Rutgers has 11 sacks this season, four by defensive lineman Julian Pinnix-Odrick. The Wolverines gave up four last week against Wisconsin, so they’ll need to shore up their issues to keep Speight protected in the pocket.
2. Does Kenny Allen have an answer? Does Ryan Tice?
Allen has been uncharacteristically shaky in the past three weeks, converting one of three field-goal attempts against Colorado on Sept. 17 and then going 0-for-2 against Wisconsin on Saturday. Coach Jim Harbaugh benched him after his last miss and replaced him with Ryan Tice, who missed a 40-yarder. True freshman Quinn Nordin is also back from an injury, according to a radio interview from Harbaugh on Thursday morning.

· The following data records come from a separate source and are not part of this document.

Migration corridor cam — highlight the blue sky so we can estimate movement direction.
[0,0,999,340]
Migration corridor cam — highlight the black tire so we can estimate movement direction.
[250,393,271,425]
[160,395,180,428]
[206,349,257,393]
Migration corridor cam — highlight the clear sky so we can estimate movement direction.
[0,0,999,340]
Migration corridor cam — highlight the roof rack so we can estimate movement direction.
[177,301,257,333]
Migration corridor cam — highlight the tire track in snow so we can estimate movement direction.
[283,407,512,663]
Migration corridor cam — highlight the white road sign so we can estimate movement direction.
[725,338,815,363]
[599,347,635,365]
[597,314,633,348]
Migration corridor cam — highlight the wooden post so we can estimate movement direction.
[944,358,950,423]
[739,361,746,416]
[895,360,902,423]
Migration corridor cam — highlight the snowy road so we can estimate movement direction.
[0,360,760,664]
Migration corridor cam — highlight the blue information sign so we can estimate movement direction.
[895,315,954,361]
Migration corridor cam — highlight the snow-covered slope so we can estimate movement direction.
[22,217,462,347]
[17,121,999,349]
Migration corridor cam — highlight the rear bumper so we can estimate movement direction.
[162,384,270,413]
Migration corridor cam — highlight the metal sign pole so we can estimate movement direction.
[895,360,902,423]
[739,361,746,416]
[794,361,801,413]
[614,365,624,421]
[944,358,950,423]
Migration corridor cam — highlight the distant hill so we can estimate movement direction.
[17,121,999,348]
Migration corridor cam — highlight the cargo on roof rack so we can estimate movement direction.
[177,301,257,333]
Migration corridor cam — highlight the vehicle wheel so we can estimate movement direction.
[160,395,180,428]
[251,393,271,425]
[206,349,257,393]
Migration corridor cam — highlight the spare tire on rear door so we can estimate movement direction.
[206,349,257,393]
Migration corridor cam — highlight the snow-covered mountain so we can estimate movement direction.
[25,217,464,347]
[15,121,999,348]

Harbaugh declared an open kicking competition this week, and he has not spoken with media since that competition began. Allen’s track record — he was 18-for-22 last season — would imply that he could regain his consistency, but whoever it is, Michigan needs an answer.
3. How often does Michigan get in the backfield?
Of all of the mismatches between these two teams, the Wolverines’ defensive front against Rutgers’ offensive line may be the biggest, as it is with most of Michigan’s opponents. The Wolverines sack their opponents an average of four times per game, and the Scarlet Knights just gave up four sacks against Ohio State.
The strength of Michigan’s pass rush is its depth — the 20 sacks have come from different players, and seven players have at least two apiece. Two of those, tackle Maurice Hurst and end Chase Winovich, aren’t even starters. Anyone could break out this week, from the defensive line or the linebackers, on one of coordinator Don Brown’s blitzes.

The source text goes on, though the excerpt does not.